Le traitement médicamenteux concerne le diagnostic plus précis retrouvé au-delà
des symptômes de phobie scolaire : traitement par antipsychotique d’un début de
schizophrénie, traitement antidépresseur d’un état dépressif, etc.
Le traitement psychothérapique est le traitement de choix.
L’hospitalisation permet une prise en charge institutionnelle. Le mimétisme avec les
autres patients/élèves s’apparente à un modeling comportemental, lequel va stimuler
et aider l’enfant en difficulté à reproduire le même comportement (aller à l’école) que
ses pairs.
La psychothérapie sera individuelle et parfois familiale selon les difficultés
rencontrées par la famille, et dans ce cas, effectuée en dehors de l’établissement.
La psychothérapie individuelle sera cognitivo-comportementale.

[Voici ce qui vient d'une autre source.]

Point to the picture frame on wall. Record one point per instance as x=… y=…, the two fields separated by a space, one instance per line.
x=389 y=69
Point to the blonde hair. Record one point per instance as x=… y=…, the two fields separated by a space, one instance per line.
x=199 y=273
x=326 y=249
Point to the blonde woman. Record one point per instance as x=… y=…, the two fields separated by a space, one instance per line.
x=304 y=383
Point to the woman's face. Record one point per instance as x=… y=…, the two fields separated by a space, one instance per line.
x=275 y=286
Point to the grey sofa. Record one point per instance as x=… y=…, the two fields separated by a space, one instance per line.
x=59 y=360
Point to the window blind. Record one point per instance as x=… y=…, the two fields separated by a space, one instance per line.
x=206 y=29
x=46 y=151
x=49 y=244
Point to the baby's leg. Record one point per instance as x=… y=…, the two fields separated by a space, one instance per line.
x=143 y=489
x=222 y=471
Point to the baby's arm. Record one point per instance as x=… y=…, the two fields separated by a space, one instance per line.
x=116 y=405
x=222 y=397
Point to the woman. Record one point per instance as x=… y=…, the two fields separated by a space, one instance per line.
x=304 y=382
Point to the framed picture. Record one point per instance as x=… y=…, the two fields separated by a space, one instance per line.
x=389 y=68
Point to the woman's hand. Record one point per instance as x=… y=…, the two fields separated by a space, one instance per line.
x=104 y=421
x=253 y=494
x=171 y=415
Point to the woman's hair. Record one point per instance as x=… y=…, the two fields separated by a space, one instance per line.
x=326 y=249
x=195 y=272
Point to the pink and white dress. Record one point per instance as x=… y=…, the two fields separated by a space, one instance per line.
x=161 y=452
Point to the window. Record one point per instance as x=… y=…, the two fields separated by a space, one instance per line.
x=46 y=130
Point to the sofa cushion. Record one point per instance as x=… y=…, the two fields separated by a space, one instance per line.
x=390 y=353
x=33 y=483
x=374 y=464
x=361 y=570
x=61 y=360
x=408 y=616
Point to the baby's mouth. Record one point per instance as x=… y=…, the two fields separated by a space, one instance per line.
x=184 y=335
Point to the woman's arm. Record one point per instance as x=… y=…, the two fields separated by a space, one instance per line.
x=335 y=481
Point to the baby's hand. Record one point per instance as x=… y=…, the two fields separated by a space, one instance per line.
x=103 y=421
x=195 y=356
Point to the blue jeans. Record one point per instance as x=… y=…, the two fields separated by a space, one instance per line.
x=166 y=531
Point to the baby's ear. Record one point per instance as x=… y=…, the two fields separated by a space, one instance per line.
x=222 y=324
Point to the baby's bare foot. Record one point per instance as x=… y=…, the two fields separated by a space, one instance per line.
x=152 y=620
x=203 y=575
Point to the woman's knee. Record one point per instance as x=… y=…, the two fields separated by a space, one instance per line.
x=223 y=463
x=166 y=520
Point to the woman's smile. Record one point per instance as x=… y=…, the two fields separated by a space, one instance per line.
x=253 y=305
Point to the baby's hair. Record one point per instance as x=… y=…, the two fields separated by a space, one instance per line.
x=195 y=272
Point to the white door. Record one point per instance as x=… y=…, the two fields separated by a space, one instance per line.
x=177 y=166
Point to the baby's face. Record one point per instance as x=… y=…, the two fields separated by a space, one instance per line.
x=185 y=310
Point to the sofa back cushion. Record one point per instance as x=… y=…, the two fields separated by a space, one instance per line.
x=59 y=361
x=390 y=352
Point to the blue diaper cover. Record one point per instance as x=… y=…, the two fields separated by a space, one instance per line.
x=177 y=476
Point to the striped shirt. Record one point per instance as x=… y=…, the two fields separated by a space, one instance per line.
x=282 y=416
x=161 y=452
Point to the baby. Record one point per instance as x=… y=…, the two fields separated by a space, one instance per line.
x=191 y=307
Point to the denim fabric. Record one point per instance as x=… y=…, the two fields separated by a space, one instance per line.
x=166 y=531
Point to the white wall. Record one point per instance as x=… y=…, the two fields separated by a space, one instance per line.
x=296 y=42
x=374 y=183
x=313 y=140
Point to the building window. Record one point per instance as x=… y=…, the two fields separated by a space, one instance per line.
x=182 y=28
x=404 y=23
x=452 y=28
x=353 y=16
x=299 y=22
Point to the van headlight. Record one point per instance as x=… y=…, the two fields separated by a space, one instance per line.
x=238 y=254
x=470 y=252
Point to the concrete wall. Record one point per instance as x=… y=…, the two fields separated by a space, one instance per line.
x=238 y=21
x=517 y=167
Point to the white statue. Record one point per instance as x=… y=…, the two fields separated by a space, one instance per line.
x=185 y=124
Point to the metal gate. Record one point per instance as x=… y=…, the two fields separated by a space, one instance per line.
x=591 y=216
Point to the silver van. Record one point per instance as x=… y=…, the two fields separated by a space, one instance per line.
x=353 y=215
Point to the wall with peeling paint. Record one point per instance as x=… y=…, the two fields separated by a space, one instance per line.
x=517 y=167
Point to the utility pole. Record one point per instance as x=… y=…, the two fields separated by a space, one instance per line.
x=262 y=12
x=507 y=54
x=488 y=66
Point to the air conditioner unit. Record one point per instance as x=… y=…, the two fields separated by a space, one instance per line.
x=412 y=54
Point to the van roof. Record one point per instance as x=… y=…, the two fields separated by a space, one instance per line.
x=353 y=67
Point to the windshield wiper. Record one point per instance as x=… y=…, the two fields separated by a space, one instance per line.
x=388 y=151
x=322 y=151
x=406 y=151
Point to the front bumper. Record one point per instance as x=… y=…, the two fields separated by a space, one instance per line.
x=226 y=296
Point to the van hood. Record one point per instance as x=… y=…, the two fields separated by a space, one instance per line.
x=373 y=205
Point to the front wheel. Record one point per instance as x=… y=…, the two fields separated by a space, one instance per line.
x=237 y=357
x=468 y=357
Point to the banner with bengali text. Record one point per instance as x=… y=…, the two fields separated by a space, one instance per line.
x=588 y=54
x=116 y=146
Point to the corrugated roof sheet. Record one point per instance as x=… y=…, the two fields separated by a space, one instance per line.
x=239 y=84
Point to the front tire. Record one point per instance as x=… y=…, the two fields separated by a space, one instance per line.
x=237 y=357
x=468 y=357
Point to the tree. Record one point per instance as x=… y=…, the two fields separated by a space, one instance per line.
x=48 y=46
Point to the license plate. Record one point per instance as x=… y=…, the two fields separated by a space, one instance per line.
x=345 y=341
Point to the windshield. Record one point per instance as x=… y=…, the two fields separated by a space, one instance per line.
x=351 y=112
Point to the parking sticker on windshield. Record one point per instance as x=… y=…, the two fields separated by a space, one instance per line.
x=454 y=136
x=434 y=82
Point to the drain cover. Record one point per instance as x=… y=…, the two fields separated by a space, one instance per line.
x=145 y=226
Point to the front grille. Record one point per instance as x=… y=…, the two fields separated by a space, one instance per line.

La modification des
comportements sera utilisée dans tous les cas. Son but est double : extinction de
l’angoisse et prévention de la réponse d’évitement. L’apprentissage par l’élève d’une
méthode de relaxation de type Schulz ou Jacobson permettra de mettre en place des
stratégies de désensibilisation systématique. Des stratégies d’exposition in vivo
seront utilisées en association avec d’autres stratégies comportementales : retrait
des renforçateurs associés au fait de rester à la maison (par exemple : connexion
Internet, jeux vidéo) ; renforcement positif des temps passés à l’école.

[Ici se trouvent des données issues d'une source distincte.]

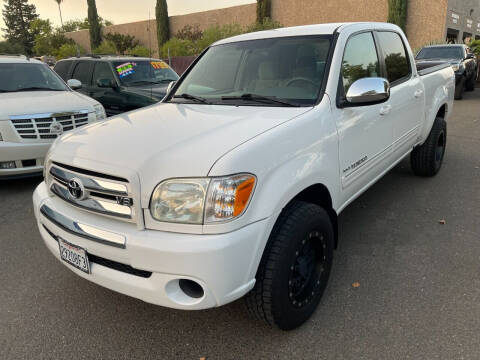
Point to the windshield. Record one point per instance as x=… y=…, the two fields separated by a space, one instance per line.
x=144 y=72
x=29 y=77
x=447 y=52
x=268 y=72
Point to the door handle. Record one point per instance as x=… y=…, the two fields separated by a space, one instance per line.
x=385 y=110
x=418 y=93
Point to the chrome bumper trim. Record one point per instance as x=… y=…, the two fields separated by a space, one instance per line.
x=83 y=230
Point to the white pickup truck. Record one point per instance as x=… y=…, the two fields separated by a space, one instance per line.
x=232 y=185
x=36 y=107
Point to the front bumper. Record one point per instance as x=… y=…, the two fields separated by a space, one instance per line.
x=28 y=157
x=224 y=265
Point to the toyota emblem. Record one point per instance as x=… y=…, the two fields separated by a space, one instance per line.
x=76 y=189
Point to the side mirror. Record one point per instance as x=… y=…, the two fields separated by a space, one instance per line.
x=368 y=91
x=106 y=83
x=74 y=84
x=170 y=86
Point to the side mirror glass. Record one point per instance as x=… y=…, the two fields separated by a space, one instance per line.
x=170 y=86
x=106 y=83
x=74 y=84
x=368 y=91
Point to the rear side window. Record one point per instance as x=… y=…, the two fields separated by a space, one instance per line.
x=360 y=59
x=396 y=61
x=61 y=68
x=83 y=72
x=102 y=72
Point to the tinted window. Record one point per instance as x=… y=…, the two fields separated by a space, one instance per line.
x=29 y=77
x=396 y=62
x=360 y=59
x=82 y=72
x=62 y=68
x=441 y=52
x=102 y=71
x=289 y=69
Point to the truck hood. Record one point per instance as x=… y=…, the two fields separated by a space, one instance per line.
x=39 y=102
x=167 y=140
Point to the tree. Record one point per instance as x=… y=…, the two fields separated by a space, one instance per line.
x=95 y=27
x=18 y=15
x=60 y=10
x=163 y=29
x=264 y=8
x=397 y=13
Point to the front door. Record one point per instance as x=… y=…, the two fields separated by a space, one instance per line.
x=365 y=132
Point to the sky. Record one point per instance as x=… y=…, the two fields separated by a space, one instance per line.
x=123 y=11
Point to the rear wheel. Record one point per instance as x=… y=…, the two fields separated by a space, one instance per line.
x=295 y=267
x=459 y=89
x=427 y=159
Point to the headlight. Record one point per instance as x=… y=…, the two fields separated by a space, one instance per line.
x=202 y=200
x=99 y=112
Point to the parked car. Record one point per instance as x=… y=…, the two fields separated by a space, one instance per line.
x=119 y=83
x=232 y=185
x=36 y=107
x=462 y=59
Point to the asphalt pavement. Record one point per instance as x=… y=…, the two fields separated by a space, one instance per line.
x=411 y=244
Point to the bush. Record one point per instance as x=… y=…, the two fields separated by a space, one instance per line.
x=122 y=42
x=106 y=48
x=69 y=50
x=139 y=50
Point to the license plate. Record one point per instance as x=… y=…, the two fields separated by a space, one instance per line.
x=74 y=255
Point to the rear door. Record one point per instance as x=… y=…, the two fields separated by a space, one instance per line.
x=82 y=72
x=407 y=99
x=365 y=132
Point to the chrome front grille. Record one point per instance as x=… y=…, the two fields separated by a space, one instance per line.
x=92 y=191
x=48 y=126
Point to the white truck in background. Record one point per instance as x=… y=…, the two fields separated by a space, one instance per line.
x=36 y=106
x=232 y=185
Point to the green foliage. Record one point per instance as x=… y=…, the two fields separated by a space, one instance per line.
x=122 y=42
x=69 y=50
x=7 y=47
x=475 y=45
x=139 y=50
x=264 y=9
x=266 y=24
x=95 y=27
x=397 y=13
x=18 y=15
x=106 y=47
x=189 y=32
x=163 y=28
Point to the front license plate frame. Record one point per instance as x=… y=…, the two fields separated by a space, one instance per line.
x=74 y=255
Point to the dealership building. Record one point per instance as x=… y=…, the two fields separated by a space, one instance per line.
x=427 y=20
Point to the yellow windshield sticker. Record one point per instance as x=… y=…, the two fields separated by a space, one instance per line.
x=159 y=65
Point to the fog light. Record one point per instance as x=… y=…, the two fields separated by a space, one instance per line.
x=7 y=165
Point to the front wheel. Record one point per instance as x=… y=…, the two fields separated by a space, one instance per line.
x=295 y=267
x=427 y=159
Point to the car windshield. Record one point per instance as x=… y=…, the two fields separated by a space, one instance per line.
x=269 y=72
x=29 y=77
x=142 y=72
x=445 y=52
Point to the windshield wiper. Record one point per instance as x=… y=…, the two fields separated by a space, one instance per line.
x=191 y=97
x=36 y=88
x=259 y=98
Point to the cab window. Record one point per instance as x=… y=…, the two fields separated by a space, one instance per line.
x=360 y=59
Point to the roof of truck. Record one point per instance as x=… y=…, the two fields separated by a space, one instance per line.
x=305 y=30
x=17 y=59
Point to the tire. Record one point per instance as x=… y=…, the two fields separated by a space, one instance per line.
x=471 y=83
x=426 y=160
x=295 y=267
x=459 y=89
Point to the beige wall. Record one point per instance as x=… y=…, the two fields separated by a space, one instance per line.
x=425 y=22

La restructuration cognitive sera également utilisée dans tous les cas. Son but est
d’aider l’adolescent à comprendre le dysfonctionnement cognitif qu’il présente, à
reconnaître ses cognitions négatives pour lui apprendre des techniques de
modification de ses pensées.
Enfin, une meilleure affirmation de soi par l’apprentissage des techniques
d’entraînement aux habilités sociales seront aussi très pertinentes.
Ces stratégies comportementales et cognitives seront accompagnées par une
psychothérapie de soutien et parfois d’inspiration analytique permettant une
réorganisation du fonctionnement psychique.